Recent Tensions in the Sector
In recent weeks, significant tensions have emerged in the sector, disrupting its functioning at a critical moment when stakeholders need stability and economic and financial visibility during the peak production period. Professionals are calling for the activation of Article 167a of the European Parliament and Council Regulation. This mechanism provides that, in order to improve and stabilize the functioning of the common market for olive oil, producing member states can establish marketing standards to better regulate supply.
Proposed Solution
Concretely, this measure would allow for the temporary withdrawal from the market of determined volumes of national extra virgin olive oil. Such intervention would aim to prevent imbalances and ensure the fluidity of commercial exchanges, in the interest of both producers and consumers. The central objective remains to protect farmers' incomes from sudden price and market fluctuations.

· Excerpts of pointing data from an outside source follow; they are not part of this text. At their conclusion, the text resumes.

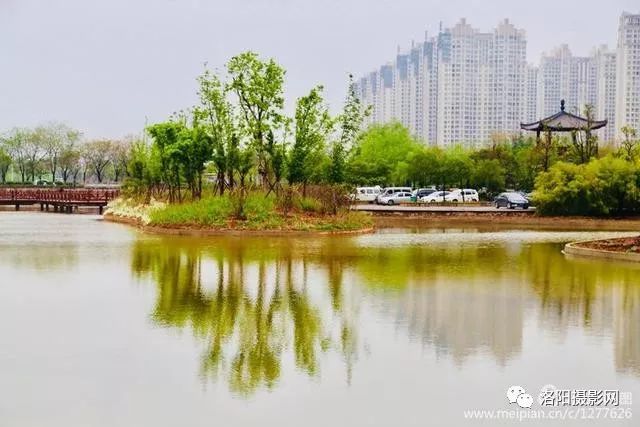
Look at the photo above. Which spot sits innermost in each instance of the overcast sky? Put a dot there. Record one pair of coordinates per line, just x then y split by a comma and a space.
102, 66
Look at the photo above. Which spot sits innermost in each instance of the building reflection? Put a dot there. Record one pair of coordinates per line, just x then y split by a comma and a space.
254, 302
249, 307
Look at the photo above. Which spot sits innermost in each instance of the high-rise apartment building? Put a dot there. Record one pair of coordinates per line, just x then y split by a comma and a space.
462, 86
605, 103
628, 73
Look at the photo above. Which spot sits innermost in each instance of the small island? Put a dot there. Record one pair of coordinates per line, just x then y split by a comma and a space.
622, 248
253, 213
236, 163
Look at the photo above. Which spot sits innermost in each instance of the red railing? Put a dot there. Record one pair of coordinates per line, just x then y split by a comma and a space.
57, 195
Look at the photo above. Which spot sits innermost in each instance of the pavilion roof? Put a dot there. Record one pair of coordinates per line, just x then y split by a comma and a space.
563, 122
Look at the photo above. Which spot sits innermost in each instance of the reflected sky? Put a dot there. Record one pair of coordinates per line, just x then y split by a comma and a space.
103, 325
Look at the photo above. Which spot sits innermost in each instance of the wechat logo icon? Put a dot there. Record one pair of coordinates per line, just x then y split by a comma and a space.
517, 394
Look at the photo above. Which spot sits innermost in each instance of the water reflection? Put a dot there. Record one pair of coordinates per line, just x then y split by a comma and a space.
255, 302
250, 307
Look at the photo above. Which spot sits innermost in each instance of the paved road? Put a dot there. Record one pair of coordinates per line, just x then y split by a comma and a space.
409, 208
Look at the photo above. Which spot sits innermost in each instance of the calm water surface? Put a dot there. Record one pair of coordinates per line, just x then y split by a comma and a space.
101, 325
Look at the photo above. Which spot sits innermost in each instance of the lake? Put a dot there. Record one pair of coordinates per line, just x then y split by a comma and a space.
102, 325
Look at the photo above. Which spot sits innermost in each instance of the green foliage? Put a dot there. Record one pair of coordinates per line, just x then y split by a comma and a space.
206, 212
258, 86
381, 156
350, 124
312, 126
601, 187
5, 163
310, 205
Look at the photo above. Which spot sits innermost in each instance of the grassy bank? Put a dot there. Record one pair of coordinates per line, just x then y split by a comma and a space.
255, 213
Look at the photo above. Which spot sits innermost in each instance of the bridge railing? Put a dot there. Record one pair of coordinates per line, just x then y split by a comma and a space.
57, 195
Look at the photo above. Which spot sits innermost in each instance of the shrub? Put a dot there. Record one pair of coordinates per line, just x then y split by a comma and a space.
309, 204
210, 211
601, 187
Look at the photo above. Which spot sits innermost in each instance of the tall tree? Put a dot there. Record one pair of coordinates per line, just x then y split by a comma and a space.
69, 164
350, 123
216, 113
258, 86
55, 139
97, 157
5, 163
629, 143
16, 146
312, 126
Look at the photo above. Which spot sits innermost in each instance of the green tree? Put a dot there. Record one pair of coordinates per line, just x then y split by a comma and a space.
629, 143
350, 124
5, 163
96, 154
56, 138
216, 114
382, 152
258, 86
312, 126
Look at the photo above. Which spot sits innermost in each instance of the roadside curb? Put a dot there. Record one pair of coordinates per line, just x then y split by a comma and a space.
573, 249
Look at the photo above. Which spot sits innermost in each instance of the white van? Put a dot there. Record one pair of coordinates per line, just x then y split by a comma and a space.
366, 194
392, 190
466, 195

This directly affects Tunisian exporters, as maintaining international prices is valuable for our trade balance and for the entire sector seeking to stabilize its finances. Investors will be further encouraged to invest in the sector.
Need for Increased Storage Capacity
However, it is essential to work on extending storage capacities, as all signs indicate that production will remain high in the coming years. By addressing this issue, Italy and other affected countries can better manage their exceptional olive oil production and ensure a more stable market for all stakeholders involved.